The aftermath of the peak COVID era has meant a difficult adjustment for the beverage alcohol industry, with elevated consumption levels coming back to earth and price inflation putting a strain on consumer budgets.
How Hendrick’s, Milagro and other premium spirits brands are adapting to shifting consumer trends
Premium brands have been somewhat more resilient as consumers who traded up during the pandemic have been reluctant to trade back down, said Paul Basford, president and managing director of William Grant & Sons USA, speaking on this week’s edition of the Marketer’s Brief podcast.
“There has been undoubtedly a huge correction in consumption patterns from COVID to where we are now,” said Basford. “I think there’s a normalization going on now where people are returning to more normal consumption patterns, and that’s why we see the industry stabilizing and kind of resetting itself.”

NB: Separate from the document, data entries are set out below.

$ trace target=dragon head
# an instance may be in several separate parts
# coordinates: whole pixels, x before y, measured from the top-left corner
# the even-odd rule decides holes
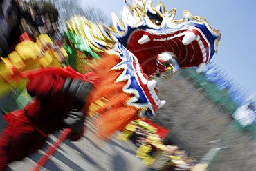
[[[205,18],[184,10],[183,19],[174,20],[175,14],[161,2],[154,8],[151,1],[133,0],[120,19],[111,14],[113,25],[102,30],[109,41],[122,42],[133,52],[148,75],[168,67],[198,67],[200,72],[217,52],[221,34]]]

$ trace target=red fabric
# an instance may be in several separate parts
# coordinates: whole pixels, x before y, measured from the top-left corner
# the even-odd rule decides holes
[[[24,114],[8,123],[0,135],[0,170],[5,170],[10,162],[37,150],[46,139],[35,130]]]
[[[62,128],[63,119],[76,108],[75,99],[62,97],[66,77],[57,72],[28,77],[27,90],[35,98],[24,110],[6,114],[8,123],[0,136],[0,170],[4,170],[8,163],[39,149],[46,140],[45,135]]]

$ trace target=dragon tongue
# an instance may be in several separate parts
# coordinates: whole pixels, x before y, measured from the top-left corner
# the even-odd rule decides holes
[[[156,81],[153,79],[149,81],[147,86],[149,90],[154,90],[156,86],[156,83],[157,83]]]
[[[183,45],[188,45],[191,43],[192,41],[195,41],[196,39],[196,34],[192,32],[188,32],[183,39],[182,39],[182,43]]]
[[[147,34],[143,34],[143,37],[138,41],[138,43],[140,45],[146,43],[150,41],[150,38]]]

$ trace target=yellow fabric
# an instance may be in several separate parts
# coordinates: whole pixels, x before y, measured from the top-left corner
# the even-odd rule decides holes
[[[147,157],[147,153],[152,150],[150,145],[142,144],[137,150],[136,157],[138,158],[144,159]]]
[[[129,130],[125,130],[124,131],[122,131],[122,132],[120,132],[118,136],[118,138],[120,140],[122,140],[122,141],[127,141],[129,137],[133,134],[133,132],[131,132],[131,131],[129,131]]]
[[[147,165],[152,165],[153,163],[155,161],[155,160],[156,160],[155,158],[152,157],[151,156],[147,156],[143,160],[143,164]]]
[[[126,125],[125,129],[126,129],[129,131],[131,131],[131,132],[134,132],[135,130],[136,129],[136,126],[129,123],[127,125]]]

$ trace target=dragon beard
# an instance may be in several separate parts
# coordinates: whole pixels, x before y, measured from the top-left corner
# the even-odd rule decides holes
[[[127,106],[126,102],[134,95],[124,92],[126,81],[116,82],[122,70],[111,70],[121,62],[117,55],[104,54],[97,64],[90,68],[101,77],[93,93],[88,98],[89,116],[97,117],[93,125],[100,139],[108,139],[117,130],[122,130],[131,121],[139,118],[138,109]]]

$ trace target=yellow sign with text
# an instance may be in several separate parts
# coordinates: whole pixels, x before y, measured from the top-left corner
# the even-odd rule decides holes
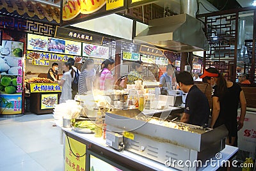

William Grant markets a portfolio of spirits including Scotch whisky brands Glenfiddich, Balvenie and Monkey Shoulder, as well as Hendricks gin, Milagro tequila, Reyka vodka and Tullamore D.E.W. Irish whiskey. These brands have largely benefited from the premiumization trend. For example, the ultra-premium gin category, in which Grant markets the Silent Pool brand, is up 87% from 2019, Basford said. But smart marketing and innovation are critical as the industry normalizes.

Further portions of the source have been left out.